Although Soekarno-Hatta International Airport was designed to handle about 22 million people per year, in reality it has to cope with more than 50 million travelers. This is just one of many examples that indicate the fragile state of Indonesia's infrastructure (both in terms of quantity and quality) and has made the government realize that investments in the country's infrastructure are badly needed. Throughout Indonesia a number of airports have recently been renovated or have been built from scratch such as the Kuala Namu Airport.
Soekarno-Hatta Airport, which is currently being renovated, will have a passenger capacity of 68 million per year after its third terminal is ready for operation. Moreover, its capacity is expected to climb to 88 million people when the fourth terminal is opened.

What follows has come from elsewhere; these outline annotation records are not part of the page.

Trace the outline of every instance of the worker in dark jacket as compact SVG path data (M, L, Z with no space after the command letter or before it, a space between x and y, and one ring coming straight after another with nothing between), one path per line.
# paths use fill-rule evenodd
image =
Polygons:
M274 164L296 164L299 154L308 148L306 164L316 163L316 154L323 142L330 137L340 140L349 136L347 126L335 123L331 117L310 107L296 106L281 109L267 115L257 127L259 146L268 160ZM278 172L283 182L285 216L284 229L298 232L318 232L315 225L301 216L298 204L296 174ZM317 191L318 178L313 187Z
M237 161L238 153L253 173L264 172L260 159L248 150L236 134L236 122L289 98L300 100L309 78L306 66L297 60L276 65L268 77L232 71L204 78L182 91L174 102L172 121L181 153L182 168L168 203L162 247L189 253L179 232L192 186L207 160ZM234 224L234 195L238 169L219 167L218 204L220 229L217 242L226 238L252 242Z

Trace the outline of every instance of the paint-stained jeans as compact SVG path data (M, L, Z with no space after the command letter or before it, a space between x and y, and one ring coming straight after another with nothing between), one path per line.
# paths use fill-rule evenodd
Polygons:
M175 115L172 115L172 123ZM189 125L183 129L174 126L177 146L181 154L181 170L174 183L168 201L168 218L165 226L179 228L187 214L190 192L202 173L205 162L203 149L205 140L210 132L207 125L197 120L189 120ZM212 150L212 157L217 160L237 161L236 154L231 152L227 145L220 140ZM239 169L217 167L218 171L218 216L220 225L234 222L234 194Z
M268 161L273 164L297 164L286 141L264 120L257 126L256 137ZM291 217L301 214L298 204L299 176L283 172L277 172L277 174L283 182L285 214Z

Ngurah Rai International Airport on Bali was designed to handle seven million people per year. However, being the most popular tourist destination of Indonesia, the airport welcomed about 11 million passengers last year and as air passenger numbers in Indonesia increase by about 15 percent per year, it means that infrastructure can run out of date quickly. Especially considering that foreign tourist arrivals are expected to grow rapidly in the years ahead.
The airport on Bali is not ready yet. According to latest reports, 95 percent of construction is finished. On 12 September 2013, the inauguration is scheduled. However, probably around May 2014, the airport will be fully operational in accordance with its blueprint.